Spending by German tourists has also fallen and follows the announcement of a third straight quarter of manufacturing decline.
By contrast, visitor spending from the US and China segments continues to grow significantly with an increase of 12.8% and 10% on 2018 figures. However, the DEM said that the ongoing escalation of trade disputes between the two economies could potentially have an impact on tourist performance in the coming quarters.
Dublin's economy was found to be performing well with unemployment falling by 9% since 2012. The unemployment rate is now at its lowest rate since the final three months of 2007.
There are now 706,000 people employed in the capital - with an additional 5,800 people added to the workforce in the first quarter of the year.
However, average residential rents in Dublin rose again in the first three months of 2019, with average monthly rents in the capital now at €1,662 - up 8.5% year on year.
After five consecutive months of month-on-month declines in Dublin’s property prices, a slight rebound was recorded in May 2019, while commencements are outstripping completions in terms of housing construction.
EY-DKM Economic Advisory's Brexit Tracker has identified Dublin as the most popular choice for financial services to relocate post-Brexit, followed closely by Frankfurt, Luxembourg and Paris.
Senior economic development officer with Dublin City Council and programme manager of the DEM, Steven O'Gara, said the fall in spending by British tourists is "of serious concern".
“The Dublin economy has continued to perform really well in spite of the looming shadow of Brexit with strong job creation and positive economic indicators. However, the continuing erosion of our competitiveness as a destination to UK visitors is of serious concern.
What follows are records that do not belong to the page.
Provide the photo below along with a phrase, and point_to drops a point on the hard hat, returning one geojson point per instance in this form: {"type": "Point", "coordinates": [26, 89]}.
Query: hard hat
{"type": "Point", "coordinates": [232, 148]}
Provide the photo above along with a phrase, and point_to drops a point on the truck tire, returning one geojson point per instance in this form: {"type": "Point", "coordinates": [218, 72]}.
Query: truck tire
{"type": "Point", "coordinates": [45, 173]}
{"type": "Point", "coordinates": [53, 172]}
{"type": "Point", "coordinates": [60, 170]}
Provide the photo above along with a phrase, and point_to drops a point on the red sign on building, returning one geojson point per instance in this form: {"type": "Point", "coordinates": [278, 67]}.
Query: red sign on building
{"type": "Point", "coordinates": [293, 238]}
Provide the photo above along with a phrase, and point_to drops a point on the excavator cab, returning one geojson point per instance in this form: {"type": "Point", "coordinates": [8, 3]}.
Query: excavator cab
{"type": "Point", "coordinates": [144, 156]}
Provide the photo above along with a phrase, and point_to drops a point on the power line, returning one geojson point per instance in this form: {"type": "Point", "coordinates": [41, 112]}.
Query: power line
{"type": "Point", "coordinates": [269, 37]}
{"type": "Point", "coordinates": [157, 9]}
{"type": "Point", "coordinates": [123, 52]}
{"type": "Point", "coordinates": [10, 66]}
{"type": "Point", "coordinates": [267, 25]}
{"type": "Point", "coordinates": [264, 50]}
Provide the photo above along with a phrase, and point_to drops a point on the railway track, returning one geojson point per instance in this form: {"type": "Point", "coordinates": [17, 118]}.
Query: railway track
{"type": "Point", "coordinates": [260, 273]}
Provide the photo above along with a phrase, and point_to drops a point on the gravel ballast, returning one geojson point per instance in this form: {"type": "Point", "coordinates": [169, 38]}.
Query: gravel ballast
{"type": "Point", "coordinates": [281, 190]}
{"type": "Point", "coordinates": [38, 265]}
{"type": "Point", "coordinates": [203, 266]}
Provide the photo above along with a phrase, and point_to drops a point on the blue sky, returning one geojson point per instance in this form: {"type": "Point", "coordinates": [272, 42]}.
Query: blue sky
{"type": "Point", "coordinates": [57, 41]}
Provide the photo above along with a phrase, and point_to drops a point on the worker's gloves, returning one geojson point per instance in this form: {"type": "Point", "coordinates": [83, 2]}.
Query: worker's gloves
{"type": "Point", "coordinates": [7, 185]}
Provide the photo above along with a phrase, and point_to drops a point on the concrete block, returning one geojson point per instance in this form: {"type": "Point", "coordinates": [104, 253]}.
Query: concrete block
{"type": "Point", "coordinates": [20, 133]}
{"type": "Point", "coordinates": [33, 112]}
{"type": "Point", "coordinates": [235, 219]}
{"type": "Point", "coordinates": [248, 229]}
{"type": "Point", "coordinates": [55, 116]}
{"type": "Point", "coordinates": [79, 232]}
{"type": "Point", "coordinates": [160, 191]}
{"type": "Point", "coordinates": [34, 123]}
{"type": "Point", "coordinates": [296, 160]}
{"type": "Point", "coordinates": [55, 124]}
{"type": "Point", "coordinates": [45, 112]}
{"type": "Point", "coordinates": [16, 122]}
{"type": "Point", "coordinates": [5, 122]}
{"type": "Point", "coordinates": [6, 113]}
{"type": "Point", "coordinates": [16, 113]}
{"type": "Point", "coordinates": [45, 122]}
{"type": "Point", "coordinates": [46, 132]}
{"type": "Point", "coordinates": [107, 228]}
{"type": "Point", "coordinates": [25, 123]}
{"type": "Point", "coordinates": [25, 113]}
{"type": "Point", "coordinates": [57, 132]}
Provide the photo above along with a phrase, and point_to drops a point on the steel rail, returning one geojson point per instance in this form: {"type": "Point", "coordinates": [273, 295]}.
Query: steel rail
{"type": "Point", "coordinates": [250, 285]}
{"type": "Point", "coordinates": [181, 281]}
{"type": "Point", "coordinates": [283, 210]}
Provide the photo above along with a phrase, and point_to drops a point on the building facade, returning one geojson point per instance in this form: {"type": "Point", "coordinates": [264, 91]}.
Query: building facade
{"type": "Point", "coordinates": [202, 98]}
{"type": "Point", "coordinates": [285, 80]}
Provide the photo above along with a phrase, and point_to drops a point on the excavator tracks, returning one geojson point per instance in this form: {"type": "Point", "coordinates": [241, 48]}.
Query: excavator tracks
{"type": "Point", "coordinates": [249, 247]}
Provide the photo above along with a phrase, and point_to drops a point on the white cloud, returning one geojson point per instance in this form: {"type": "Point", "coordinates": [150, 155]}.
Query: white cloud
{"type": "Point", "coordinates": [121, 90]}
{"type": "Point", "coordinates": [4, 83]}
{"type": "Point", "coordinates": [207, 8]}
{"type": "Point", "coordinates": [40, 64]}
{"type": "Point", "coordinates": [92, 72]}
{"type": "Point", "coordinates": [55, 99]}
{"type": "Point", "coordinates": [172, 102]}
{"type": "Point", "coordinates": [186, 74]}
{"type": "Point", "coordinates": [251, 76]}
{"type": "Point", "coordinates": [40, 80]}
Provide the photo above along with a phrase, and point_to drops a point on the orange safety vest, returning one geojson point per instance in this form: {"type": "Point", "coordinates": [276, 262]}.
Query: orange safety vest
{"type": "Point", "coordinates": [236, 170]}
The tourism sector is a huge part of the city’s economic mix, a massive employer and has fantastic potential for growth into the future."
"But we can see the value of partnerships with companies like Mastercard and the Dublin SpendingPulse as we can track the impact of external shocks and use this information to inform public policy responses," he said.
Economist with EY-DKM Economic Advisory, Ciara Morley, said that in facing the challenge of Brexit, it is important that Dublin's economy continues to perform and remain competitive.